E se il lavoro fosse un’occasione di piacere? “Ci hanno convinto che la vita ha senso solo al di fuori del lavoro” si legge subito dal sottotitolo dell’articolo.

Il tema è la relazione tra il mondo del lavoro e il mondo dei giovani e, più in generale, sul significato del tempo che le persone dedicano al lavoro e il senso di quest’ultimo per la società. Il professor Dario Nicoli si rivolge ai giovani in modo particolare e proprio a loro, come si legge nell’intervista pubblicata su Morning Future, dedica un libro “Manuale di educazione al lavoro per i giovani”.

Perché? È la domanda che potrebbe sorgere spontanea e, infatti, la prima dell’intervista. Non è solo un “must have” ma una reale esigenza se si considera, da un lato, il lavoro come “un canale che mette in relazione la persona e la collettività” e, dall’altro, il lavoro come “parte progettuale dell’anima della società”.

Qual è il minimo comun denominatore di entrambe le letture? È qui che il professore ci invita a vedere la persona come il vero attore dell’intera opera, e non solo come uno spettatore. Come fare in un periodo storico abitato, secondo il professore, da una crisi culturale che nutre scetticismo sulla nostra identità? I dati poi fanno riflettere: da un lato abbiamo una disoccupazione giovanile al 26-27% e dall’altra abbiamo imprese che sanno già che non troveranno 250mila persone da qui al 2025.

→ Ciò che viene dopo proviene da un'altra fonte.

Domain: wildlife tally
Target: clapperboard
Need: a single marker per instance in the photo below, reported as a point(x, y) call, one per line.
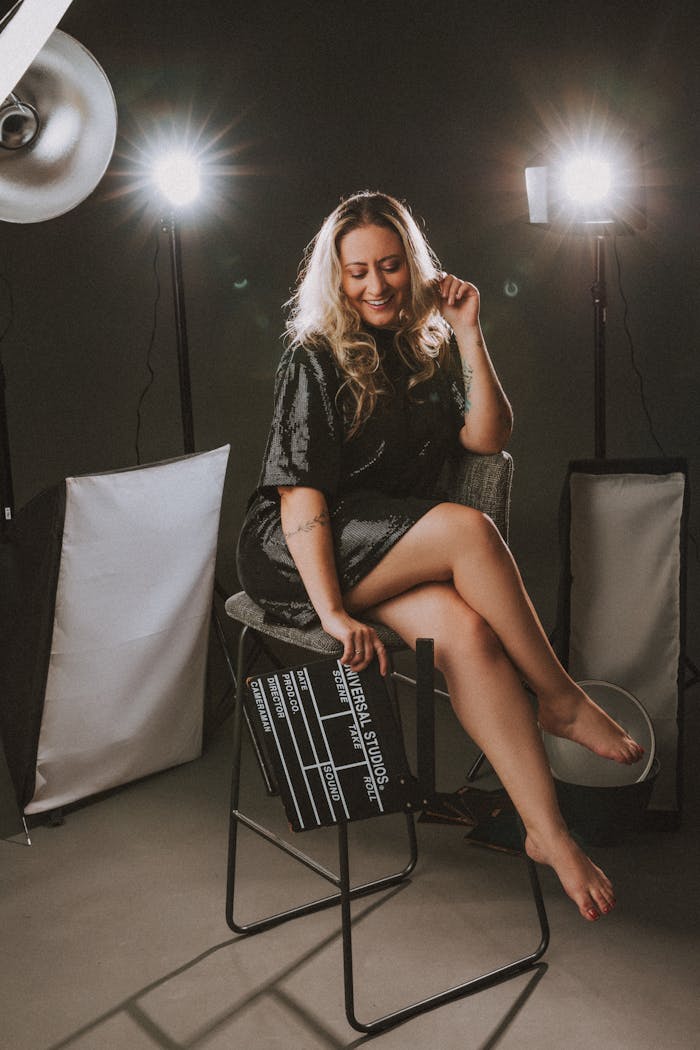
point(333, 740)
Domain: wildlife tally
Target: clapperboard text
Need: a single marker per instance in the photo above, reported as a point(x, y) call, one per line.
point(325, 734)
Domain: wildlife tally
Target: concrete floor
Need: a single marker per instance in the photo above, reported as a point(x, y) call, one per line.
point(113, 933)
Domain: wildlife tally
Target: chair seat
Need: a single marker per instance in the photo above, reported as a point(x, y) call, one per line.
point(244, 609)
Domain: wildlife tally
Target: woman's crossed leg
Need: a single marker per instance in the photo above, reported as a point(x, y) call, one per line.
point(451, 576)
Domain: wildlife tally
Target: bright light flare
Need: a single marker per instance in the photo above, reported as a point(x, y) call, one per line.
point(177, 176)
point(587, 180)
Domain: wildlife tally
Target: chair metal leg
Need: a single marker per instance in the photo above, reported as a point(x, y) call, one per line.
point(345, 893)
point(459, 991)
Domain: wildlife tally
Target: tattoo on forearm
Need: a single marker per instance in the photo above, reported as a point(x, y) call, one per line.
point(467, 375)
point(322, 519)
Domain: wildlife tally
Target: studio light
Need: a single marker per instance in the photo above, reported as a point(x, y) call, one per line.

Il professor Nicoli mette in risalto, approfondendo il senso e significato del lavoro, la civiltà come corpo vivente che si contraddistingue per un carattere generativo. Ecco quindi che oggi la società ha bisogno di giovani, del loro “sentire” per continuare a dar vita, insieme a chi è già inserito nel contesto lavorativo, a questo organismo.

Come aiutare i giovani a riscoprire il lavoro come occasione di piacere? Il professore ipotizza sia necessario rivedere il sistema di orientamento che in primis, dal suo punto di vista, deve avere uno scopo educativo e aiutare i giovani a “rispondere alla domanda chi sei, dove sei, cosa ti piace fare…” perché la nuova competenza “di sapersi porre in modo adeguato davanti alla realtà” ci chiama, giovani e meno giovani, a saper dare un senso alle cose e il mestiere di ciascuno di noi ha un senso e un significato se esiste “un legame con il mio mondo personale”.

 


Dario Eugenio Nicoli è docente incaricato di Sociologia economica, del lavoro e dell’organizzazione presso l’Università Cattolica di Brescia, facoltà di Scienze della formazione. È esperto di sistemi formativi; svolge attività di ricerca e di consulenza per vari organismi pubblici e privati. È membro del Comitato tecnico scientifico del Centro Studi per la Scuola Cattolica della Conferenza Episcopale Italiana. Fa parte di numerosi comitati tecnico scientifici per progetti di ricerca e formazione.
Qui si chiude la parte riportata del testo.